Novak wasted the first break opportunity when his forehand landed long, and Nadal saved the other two to reach deuce before hitting two forced errors to suffer a break. The Serb confirmed the lead with three winners in game three and had more chances to steal Nadal’s serve and forge an even more significant gap. The Spaniard struggled to find the rhythm in the opening 25 minutes, although he repelled a break chance with a forehand winner right after the serve to bring the game home with the third service winner and get his name on the scoreboard. The fifth game was another extended one, and it was Nadal who was dangerous on the return, creating four break chances and seizing the last when Novak missed a backhand to get back on the positive side of the scoreboard. Rafa leveled the score at 3-3 with three unreturned serves, happy with that scoreline as Djokovic had the upper hand in the opening games. They both found a nice rhythm in the following games, hitting many winners and reaching 5-5 without any problems.

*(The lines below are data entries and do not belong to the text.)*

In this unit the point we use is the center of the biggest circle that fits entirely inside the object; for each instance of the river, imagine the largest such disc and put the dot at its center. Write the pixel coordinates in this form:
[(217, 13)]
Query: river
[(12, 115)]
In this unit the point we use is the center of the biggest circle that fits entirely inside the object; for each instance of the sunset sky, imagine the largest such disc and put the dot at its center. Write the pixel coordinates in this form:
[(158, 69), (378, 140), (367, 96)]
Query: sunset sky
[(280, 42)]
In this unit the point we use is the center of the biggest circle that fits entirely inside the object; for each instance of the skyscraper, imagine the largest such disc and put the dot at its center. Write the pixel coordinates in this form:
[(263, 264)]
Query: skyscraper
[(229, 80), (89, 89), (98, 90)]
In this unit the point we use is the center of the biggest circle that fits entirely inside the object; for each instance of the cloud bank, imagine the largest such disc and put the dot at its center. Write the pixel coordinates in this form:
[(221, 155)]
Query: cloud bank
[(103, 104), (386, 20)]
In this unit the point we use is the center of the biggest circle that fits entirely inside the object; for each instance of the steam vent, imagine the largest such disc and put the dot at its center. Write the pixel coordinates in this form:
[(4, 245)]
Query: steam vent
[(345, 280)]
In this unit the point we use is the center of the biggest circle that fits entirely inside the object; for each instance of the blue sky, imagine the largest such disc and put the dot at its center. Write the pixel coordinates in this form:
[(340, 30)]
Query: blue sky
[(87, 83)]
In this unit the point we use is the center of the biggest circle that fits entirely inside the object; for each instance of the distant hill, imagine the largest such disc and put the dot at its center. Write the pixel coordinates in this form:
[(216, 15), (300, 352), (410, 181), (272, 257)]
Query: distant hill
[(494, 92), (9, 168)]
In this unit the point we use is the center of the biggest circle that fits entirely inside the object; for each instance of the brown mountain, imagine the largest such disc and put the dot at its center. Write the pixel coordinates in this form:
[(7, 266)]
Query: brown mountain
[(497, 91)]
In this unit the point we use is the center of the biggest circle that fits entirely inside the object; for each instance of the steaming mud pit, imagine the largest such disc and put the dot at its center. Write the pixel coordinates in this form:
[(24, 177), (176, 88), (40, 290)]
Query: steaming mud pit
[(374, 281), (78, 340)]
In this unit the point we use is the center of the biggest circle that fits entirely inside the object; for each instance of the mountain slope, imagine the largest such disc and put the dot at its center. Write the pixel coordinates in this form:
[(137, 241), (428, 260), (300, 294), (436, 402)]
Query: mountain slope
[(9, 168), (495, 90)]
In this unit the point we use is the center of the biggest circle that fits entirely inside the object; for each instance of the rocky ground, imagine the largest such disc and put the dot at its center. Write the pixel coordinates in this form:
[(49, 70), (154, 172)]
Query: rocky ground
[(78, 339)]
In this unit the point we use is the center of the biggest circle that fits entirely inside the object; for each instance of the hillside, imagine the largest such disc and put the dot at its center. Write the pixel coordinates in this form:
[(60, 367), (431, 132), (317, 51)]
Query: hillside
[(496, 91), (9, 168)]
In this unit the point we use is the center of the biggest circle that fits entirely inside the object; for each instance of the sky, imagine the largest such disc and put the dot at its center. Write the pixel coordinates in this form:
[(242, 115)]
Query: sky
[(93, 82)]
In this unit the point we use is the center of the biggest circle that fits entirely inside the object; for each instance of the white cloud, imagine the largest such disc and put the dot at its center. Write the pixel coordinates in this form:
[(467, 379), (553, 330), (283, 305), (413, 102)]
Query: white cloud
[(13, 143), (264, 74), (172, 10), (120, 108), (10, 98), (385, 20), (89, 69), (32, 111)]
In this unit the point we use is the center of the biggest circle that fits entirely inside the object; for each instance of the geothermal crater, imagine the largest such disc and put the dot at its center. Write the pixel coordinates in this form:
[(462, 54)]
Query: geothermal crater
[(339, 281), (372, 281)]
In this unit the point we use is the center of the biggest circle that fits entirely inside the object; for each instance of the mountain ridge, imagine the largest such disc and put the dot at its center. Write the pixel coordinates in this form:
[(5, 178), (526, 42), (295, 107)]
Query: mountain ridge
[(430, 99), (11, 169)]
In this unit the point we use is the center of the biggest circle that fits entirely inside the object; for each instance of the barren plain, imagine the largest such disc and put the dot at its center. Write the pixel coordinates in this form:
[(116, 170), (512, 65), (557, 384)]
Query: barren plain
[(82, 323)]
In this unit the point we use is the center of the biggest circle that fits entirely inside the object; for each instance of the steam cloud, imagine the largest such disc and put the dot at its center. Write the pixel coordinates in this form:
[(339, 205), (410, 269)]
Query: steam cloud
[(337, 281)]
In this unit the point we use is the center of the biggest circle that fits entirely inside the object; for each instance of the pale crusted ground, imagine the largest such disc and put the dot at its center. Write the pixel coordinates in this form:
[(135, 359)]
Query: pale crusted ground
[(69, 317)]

The final two games were tight, with deuces, and servers bypassed the break chances to set up a tie break. Novak was 3-1, 4-3, 5-4 and 6-5 in front, earning that set point after taking a 13-stroke rally. Rafa denied it with a forehand winner after 18 shots and scored another mini-break with a deep return in the 13th point to move 7-6 ahead. He seized the set point with a service winner for 8-6 after a struggle that lasted 74 minutes! Pumped after the opening set outcome, Nadal landed three winners in the second set’s first game and broke Novak in the second game after his rival’s three errors. Still, Rafa got broken after a forced mistake in game three and allowed Djokovic to return to the level terms with three unreturned serves a few minutes later. After comfortable holds on both sides, Nadal had the opportunity to move in front once again, earning two break points in game eight.
Djokovic repelled the first after an eight-stroke rally and the second with a service winner before closing the game with a backhand winner to avoid the setback and send the pressure to the other side of the net. The ninth game started with a forehand winner from the Serb, and Nadal added three errors to get broken at love, leaving Djokovic to serve for the set and send the clash into a decider. One solid hold stood between Novak and the second set, but it wasn’t to be for him, as Rafa broke him on the third chance for more drama. Nadal went 40-0 up in the 11th game with three winners before Djokovic climbed back to deuce, only to lose the following two points that forced him to serve to stay in the match in the next game. At 30 all, Djokovic sent a volley long, and Nadal sealed the deal on his first match point after hitting a smash winner at the net, celebrating the first ATP title on grass and the 28th overall after just turning 22.